Ma a parte tutto va detto che – come per chiunque lasci un posto di lavoro ognuno di questi 186 non dovrà ripartire proprio da zero: tutti riceveranno un assegno di fine mandato (quello che in Germania e Francia viene chiamato sussidio di reinserimento lavorativo), pari all80% dell’importo mensile lordo dell’indennità per ogni anno di mandato effettivo: circa 46 mila euro per una legislatura, 140 mila per tre mandati, importi ricavati dal monte di contributi versati ogni mese da ogni singolo deputato.

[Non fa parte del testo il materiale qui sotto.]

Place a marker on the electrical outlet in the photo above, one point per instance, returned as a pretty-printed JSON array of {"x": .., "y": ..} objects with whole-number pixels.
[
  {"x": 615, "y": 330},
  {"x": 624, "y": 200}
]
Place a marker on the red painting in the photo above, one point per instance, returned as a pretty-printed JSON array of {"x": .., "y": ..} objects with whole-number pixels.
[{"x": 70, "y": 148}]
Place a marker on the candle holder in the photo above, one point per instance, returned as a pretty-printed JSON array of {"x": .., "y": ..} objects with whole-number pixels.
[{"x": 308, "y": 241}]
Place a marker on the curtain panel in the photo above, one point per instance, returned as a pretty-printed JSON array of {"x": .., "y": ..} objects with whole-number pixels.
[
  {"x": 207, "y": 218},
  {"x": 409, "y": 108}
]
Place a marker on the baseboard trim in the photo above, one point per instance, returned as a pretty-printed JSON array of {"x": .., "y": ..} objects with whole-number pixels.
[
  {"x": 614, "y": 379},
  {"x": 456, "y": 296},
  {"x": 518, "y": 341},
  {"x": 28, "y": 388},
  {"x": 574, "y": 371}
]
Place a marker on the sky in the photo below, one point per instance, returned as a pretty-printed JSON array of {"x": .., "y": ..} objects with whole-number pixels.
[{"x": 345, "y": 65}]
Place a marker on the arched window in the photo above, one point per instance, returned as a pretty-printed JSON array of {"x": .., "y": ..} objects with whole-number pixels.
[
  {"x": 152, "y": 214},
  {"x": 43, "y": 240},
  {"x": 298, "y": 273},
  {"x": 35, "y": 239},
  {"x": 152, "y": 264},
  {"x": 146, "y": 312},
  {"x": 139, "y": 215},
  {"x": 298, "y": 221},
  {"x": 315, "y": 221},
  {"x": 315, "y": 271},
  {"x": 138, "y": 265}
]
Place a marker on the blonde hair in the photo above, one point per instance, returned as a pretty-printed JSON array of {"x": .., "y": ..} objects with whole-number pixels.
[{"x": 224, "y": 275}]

E in questa lista dei 186 figurano comunque i nomi più disparati, da Franco Frattini a Massimo Calearo, dallo scrittore Gianrico Carofiglio a Marco Follini, da docenti universitari come Giovanni Bachelet, Stefano Ceccanti o Salvatore Vassallo, all’ex capogruppo leghista Marco Reguzzoni, fino agli ex An, come Adolfo Urso e Andrea Ronchi. E dai non ricandidati finiti nella tagliola delle liste pulite, come Papa, Cosentino, Milanese del Pdl, Luongo o Papania del Pd, fino a Luigi Lusi, l’ex tesoriere della Margherita.